The saga of Billy Yeager, a wannabe rock star who turned rejection and hoaxes into an art form. Now his story has become a feature-length movie. We think.

Perhaps the most compelling figure to emerge in the saga is Yeager's girlfriend, Maria, who doesn't enter the film until the third act. An oliveskinned Hispanic woman, she confronts the camera with a penetrating gaze and a serenity that belies any characterization of long suffering.

Often behind the camera recording the antics of her man, on-screen she is Yeager's constant foil. Through her incredulous open-mouthed reactions and double takes, Maria serves as a barometer of normalcy, tempering but never hindering Yeager's flights of fancy.

Maria is the star of the film's most amusing moments, scenes far removed from the overarching issues of fame and stardom that would seem the purview of Jimmy's Story. It's her turtle crawling at the edges of shots. Her obvious devotion to Yeager turns the movie at one level into a love story.

The maturation of Yeager's music is another revelation of the film. His grooves comprise a vital score, always supporting the often-obscured fact that he does indeed have a sound he's been trying to get people to listen to for all these years. Vignettes shot in black-and-white 16 mm illustrating songs like "Train of Pearls," "Little Buggy," and "The Last Wave" would not look or sound out of place on MTV.

Only the director's cut is extant as of this writing, and major tightening is planned.
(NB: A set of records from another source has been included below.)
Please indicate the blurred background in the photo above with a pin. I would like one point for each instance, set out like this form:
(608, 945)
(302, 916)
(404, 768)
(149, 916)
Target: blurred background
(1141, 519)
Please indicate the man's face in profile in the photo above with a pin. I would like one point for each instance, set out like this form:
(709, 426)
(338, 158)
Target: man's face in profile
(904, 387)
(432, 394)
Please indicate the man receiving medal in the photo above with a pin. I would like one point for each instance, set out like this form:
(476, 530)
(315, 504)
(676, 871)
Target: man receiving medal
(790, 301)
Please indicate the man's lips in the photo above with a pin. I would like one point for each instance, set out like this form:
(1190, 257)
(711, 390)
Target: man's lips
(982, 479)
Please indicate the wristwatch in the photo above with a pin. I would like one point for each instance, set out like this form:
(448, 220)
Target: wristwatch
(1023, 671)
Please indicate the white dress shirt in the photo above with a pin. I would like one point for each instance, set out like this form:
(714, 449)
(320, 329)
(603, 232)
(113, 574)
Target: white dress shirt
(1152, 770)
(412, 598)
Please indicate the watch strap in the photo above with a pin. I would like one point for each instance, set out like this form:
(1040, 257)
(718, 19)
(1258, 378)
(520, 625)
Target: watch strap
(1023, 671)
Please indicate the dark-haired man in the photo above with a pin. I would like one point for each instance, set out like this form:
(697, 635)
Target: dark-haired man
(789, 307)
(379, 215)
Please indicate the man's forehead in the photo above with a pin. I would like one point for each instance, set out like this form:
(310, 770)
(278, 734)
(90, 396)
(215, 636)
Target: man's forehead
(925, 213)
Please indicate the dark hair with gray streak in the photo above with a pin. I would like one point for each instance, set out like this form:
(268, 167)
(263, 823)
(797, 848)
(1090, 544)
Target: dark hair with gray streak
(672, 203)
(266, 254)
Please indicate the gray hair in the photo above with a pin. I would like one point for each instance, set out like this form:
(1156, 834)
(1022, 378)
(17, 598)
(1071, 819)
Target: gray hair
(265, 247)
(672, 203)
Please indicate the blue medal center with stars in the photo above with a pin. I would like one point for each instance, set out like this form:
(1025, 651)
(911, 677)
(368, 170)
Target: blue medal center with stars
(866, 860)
The support of the Alliance for Media Arts, Aaron Morris, and the Cultural Development Group implies it has potential. It has been submitted to the Sundance Festival, whose response is expected December 1. Those who think Yeager is just a nut will probably remain discursive and mock his efforts.

Believers to the left, naysayers to the right, all just par for the course to Billy Yeager. He has completed a goal, one that gives closure to so many missed goals of the past. Few artists are lucky enough to arrive at such a juncture.

Maybe one shouldn't ascribe luck to someone who has been so unlucky. Buried in the liner notes of Yeager's self-released album from 1982, there is a cryptic reference to Jimmy Story. It could mean Yeager had the idea for the son-of-Hendrix scam that long ago. He may have been consciously filming the story of his life all this time. Did he really know what the hell he was doing? "I knew, but I didn't know," he says.

Billy Yeager is for real, and he doesn't need to prove that any more by staging a hoax. But he can't help himself, insisting he will indeed promote the film as a posthumous document finished by a suicide note from a dead artist, even though he gives up that ruse before the end of the movie. Seems like it will be hard to float that one for very long. But in case someone wonders: Billy Yeager is not dead. His film, so full of life, is proof of that.